Anxiety disorders share excessive, persistent fear or worry but differ in triggers, focus, and manifestations. The spectrum includes generalized anxiety, panic, social anxiety, phobias, and OCD—each with distinct diagnostic criteria and presentations. Shared neurobiological mechanisms (amygdala reactivity, prefrontal underactivation) and psychological processes (threat bias, avoidance conditioning) underlie the group; differential diagnosis requires attention to specific symptom patterns.

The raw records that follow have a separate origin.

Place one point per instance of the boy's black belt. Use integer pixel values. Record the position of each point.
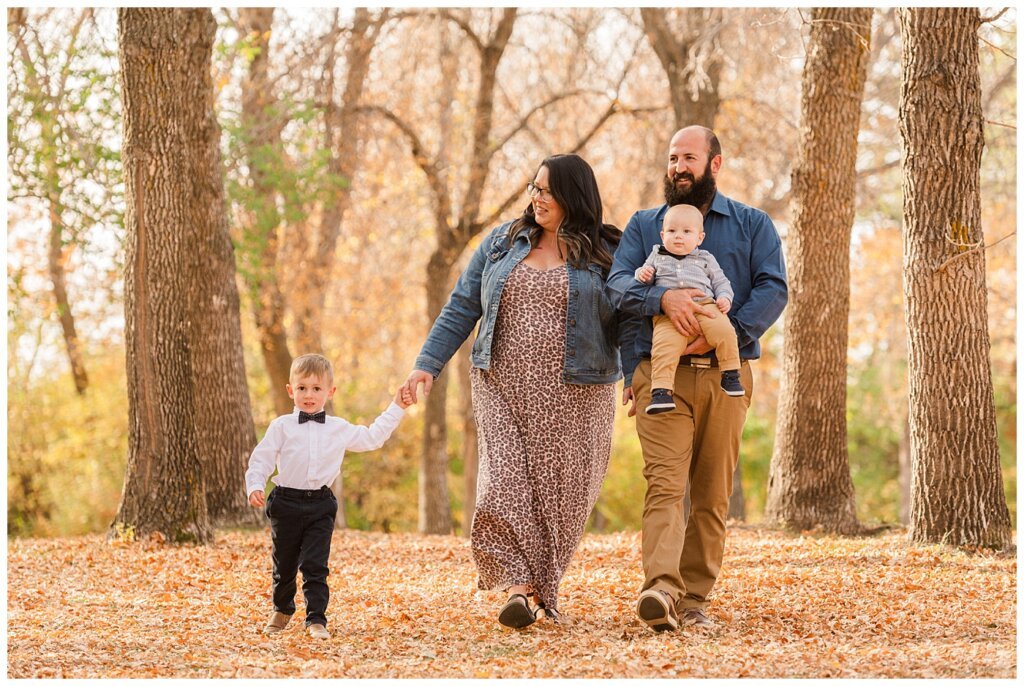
(323, 491)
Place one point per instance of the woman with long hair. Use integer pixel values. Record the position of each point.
(545, 362)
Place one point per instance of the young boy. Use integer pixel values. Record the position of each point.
(307, 447)
(679, 263)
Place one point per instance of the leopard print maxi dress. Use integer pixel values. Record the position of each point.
(544, 443)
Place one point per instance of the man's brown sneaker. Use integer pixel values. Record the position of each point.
(317, 631)
(694, 616)
(657, 611)
(276, 623)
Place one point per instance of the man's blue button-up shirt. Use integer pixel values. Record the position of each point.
(745, 244)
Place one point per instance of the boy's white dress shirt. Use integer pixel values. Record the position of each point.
(308, 456)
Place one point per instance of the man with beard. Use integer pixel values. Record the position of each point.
(699, 439)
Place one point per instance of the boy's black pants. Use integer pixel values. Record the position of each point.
(301, 524)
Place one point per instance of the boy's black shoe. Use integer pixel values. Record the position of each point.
(730, 383)
(660, 400)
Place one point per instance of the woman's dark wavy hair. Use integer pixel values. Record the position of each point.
(573, 185)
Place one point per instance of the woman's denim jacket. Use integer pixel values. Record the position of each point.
(593, 328)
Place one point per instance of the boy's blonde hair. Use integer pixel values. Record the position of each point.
(311, 365)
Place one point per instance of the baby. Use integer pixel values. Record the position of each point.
(679, 263)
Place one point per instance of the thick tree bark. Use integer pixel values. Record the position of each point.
(223, 414)
(261, 129)
(810, 484)
(691, 56)
(956, 488)
(163, 54)
(905, 473)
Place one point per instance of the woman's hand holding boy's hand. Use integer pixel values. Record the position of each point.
(403, 397)
(416, 378)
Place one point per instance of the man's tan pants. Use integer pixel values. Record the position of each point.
(669, 344)
(697, 441)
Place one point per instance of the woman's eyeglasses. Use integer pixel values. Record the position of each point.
(538, 193)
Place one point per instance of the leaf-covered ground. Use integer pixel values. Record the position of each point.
(406, 605)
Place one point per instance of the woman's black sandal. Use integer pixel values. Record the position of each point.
(516, 612)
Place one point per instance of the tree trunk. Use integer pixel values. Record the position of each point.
(470, 456)
(165, 66)
(435, 511)
(223, 414)
(691, 56)
(261, 130)
(905, 473)
(956, 490)
(809, 483)
(45, 110)
(341, 139)
(56, 268)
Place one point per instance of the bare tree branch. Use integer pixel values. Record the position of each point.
(521, 124)
(466, 29)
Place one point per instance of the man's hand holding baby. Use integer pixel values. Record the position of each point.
(645, 273)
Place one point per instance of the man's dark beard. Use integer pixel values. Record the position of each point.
(699, 194)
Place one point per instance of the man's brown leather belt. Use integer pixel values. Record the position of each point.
(701, 361)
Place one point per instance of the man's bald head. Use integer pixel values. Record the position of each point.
(684, 213)
(711, 140)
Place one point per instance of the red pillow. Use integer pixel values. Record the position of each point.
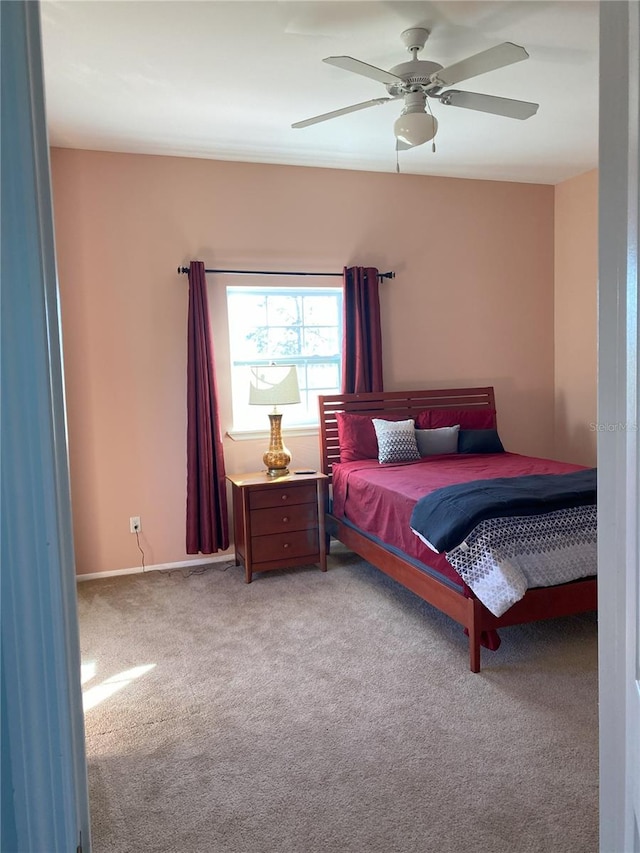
(467, 418)
(357, 436)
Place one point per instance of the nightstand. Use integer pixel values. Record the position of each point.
(278, 522)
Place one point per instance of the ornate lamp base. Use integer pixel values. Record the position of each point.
(277, 457)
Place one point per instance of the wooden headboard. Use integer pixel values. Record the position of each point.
(381, 403)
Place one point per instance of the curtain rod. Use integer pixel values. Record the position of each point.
(185, 270)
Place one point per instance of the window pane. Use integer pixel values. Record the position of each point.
(301, 326)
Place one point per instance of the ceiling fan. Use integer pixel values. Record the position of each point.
(417, 80)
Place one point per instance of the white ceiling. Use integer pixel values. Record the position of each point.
(225, 79)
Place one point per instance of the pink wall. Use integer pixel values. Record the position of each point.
(472, 303)
(576, 288)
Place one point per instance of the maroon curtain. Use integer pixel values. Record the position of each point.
(362, 339)
(207, 515)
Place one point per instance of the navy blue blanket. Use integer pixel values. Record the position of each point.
(447, 516)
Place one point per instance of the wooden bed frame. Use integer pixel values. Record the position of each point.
(537, 604)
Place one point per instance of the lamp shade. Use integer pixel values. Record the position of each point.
(415, 128)
(274, 385)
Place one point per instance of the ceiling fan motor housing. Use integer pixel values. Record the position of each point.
(415, 75)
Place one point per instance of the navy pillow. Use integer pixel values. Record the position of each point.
(479, 441)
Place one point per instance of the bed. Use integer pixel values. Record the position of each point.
(373, 505)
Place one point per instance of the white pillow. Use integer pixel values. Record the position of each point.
(396, 440)
(441, 440)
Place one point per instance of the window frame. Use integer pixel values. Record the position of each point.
(239, 430)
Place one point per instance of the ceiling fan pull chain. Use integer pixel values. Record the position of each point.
(433, 142)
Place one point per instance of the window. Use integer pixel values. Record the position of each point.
(285, 325)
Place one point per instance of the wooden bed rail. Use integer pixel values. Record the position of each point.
(381, 403)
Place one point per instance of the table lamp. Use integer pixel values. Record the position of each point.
(275, 385)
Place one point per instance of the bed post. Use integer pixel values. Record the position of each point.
(474, 628)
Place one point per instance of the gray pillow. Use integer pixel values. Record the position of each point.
(396, 440)
(441, 440)
(479, 441)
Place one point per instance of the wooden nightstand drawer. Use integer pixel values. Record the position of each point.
(279, 519)
(282, 496)
(284, 546)
(279, 523)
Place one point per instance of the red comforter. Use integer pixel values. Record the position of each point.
(379, 499)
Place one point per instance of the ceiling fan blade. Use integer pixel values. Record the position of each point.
(488, 60)
(335, 113)
(489, 104)
(358, 67)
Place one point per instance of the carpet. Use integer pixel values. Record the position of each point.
(329, 713)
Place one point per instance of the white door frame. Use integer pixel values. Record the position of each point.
(619, 419)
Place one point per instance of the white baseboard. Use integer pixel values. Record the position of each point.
(137, 570)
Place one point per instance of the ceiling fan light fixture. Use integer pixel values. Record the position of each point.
(415, 128)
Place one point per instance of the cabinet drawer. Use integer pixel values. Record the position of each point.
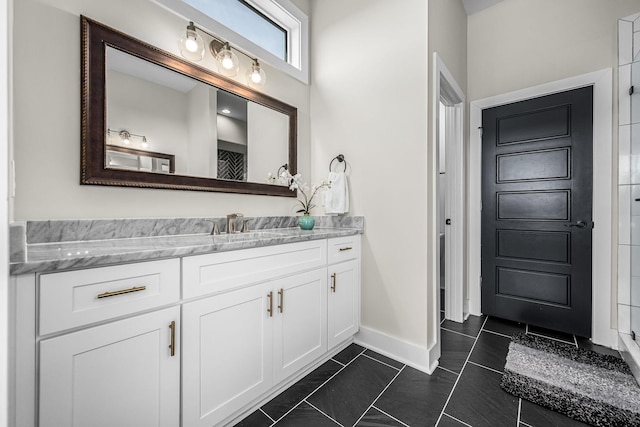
(343, 248)
(75, 298)
(220, 272)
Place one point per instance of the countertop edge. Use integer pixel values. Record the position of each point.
(122, 257)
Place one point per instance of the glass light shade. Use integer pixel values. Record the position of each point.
(256, 76)
(228, 63)
(191, 44)
(125, 136)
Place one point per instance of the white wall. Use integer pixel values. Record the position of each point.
(47, 117)
(266, 129)
(5, 135)
(369, 102)
(157, 112)
(522, 43)
(201, 132)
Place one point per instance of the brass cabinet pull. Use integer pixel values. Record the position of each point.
(122, 292)
(281, 299)
(172, 344)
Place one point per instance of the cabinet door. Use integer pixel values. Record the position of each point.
(227, 357)
(300, 321)
(344, 301)
(119, 374)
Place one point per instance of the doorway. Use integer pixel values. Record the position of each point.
(450, 192)
(602, 332)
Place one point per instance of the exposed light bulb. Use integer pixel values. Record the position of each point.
(227, 61)
(191, 44)
(256, 76)
(124, 135)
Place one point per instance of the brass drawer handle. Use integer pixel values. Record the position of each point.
(172, 344)
(122, 292)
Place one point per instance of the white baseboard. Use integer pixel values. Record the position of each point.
(630, 354)
(417, 357)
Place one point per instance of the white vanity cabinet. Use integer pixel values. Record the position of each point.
(239, 343)
(344, 289)
(193, 342)
(120, 373)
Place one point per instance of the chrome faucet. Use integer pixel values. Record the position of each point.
(231, 222)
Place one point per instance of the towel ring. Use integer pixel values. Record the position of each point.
(340, 159)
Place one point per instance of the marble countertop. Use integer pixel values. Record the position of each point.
(51, 256)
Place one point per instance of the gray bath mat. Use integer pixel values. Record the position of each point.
(590, 387)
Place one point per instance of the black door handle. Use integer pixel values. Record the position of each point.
(579, 224)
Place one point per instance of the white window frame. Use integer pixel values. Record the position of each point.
(283, 12)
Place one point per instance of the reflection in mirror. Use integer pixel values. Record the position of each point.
(210, 132)
(151, 119)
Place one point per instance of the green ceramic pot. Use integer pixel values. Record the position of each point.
(306, 222)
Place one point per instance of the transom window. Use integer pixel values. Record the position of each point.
(275, 31)
(245, 19)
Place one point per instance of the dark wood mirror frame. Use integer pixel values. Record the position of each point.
(95, 38)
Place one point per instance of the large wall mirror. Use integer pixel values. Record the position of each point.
(152, 119)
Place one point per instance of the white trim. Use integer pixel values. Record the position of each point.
(446, 88)
(410, 354)
(630, 353)
(602, 191)
(284, 12)
(5, 132)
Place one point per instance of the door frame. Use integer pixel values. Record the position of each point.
(602, 281)
(447, 89)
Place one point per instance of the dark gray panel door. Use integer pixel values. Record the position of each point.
(537, 167)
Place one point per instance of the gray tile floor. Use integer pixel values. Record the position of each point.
(359, 387)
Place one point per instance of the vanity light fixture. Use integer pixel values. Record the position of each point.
(228, 63)
(126, 137)
(256, 75)
(192, 47)
(191, 44)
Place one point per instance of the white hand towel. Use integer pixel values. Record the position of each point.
(336, 198)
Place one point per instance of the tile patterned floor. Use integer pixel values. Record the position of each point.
(359, 387)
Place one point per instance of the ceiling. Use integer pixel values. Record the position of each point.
(474, 6)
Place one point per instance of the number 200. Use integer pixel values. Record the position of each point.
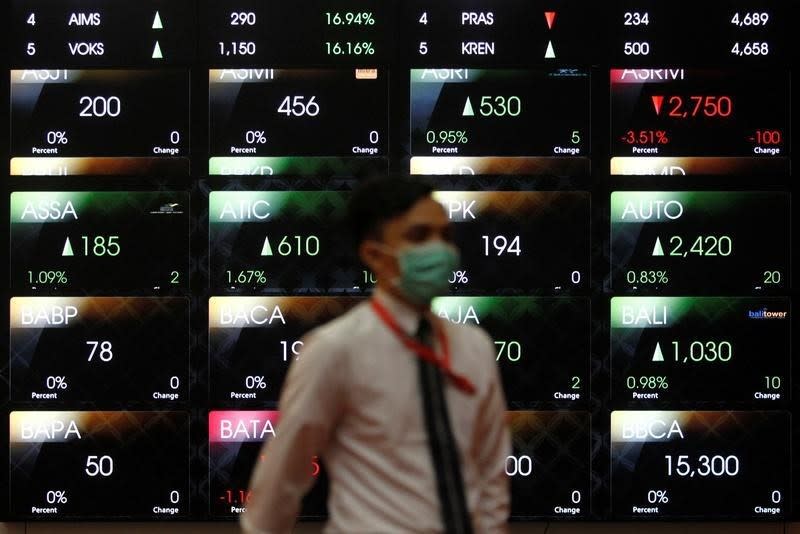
(100, 106)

All anxiety disorders share a common engine: an overactivated threat detection system. From your biological psychology background, you know the amygdala acts as a rapid threat appraisal center, triggering the fight-or-flight response through the hypothalamic-pituitary-adrenal (HPA) axis and the sympathetic nervous system. In anxiety disorders, this system misfires — it activates in response to cues that are not genuinely dangerous (a social situation, an open space, a specific animal) or stays activated long after the threat has passed. The prefrontal cortex, which normally down-regulates amygdala reactivity through top-down inhibition, fails to adequately suppress the alarm. The result is a physiological state of threat readiness — rapid heart rate, shallow breathing, muscle tension, hypervigilance — triggered by stimuli that don't warrant it.
What distinguishes anxiety disorders from each other is *what triggers the fear, and what form it takes*. In generalized anxiety disorder (GAD), the worry is not focused on one specific threat — it roams across multiple life domains (health, finances, relationships) and is characterized by chronic, uncontrollable rumination rather than acute panic. Panic disorder involves discrete, intense surges of physiological arousal (panic attacks) that may occur without an obvious external trigger; the defining feature is *fear of fear itself* — the person becomes afraid of having another attack, which leads to hypervigilance toward internal bodily sensations. Social anxiety disorder is specifically triggered by social evaluation — the fear of being judged, embarrassed, or scrutinized — and leads to avoidance of social situations or performance contexts. Specific phobias involve intense, immediate fear responses to a circumscribed category of stimuli (heights, spiders, blood), with fear disproportionate to actual danger.
The mechanism that *maintains* all anxiety disorders across this spectrum is avoidance conditioning. When a feared stimulus triggers anxiety, leaving the situation (or avoiding it in the first place) reduces the discomfort immediately — negative reinforcement makes avoidance more likely in the future. But avoidance prevents fear extinction: the nervous system never learns that the feared situation is safe, because exposure never happens. This is why anxiety disorders tend to persist and often intensify over time without treatment, and why exposure-based therapy is the core treatment across the entire diagnostic group — it systematically prevents avoidance while the fear response is activated, allowing extinction to occur.
A useful clinical distinction is between fear and anxiety. Fear is an immediate, present-focused response to a specific, identifiable threat. Anxiety is future-oriented apprehension about a possible threat that may or may not materialize. Phobias are primarily fear-based; GAD is primarily anxiety-based; panic disorder involves both. This distinction matters for case conceptualization: treating GAD requires addressing chronic cognitive patterns of worry and uncertainty intolerance, while treating a specific phobia requires direct confrontation of the feared stimulus. Shared mechanisms explain why the same medication classes (SSRIs, SNRIs) work across many anxiety disorders; specific symptom profiles explain why exposure protocols differ.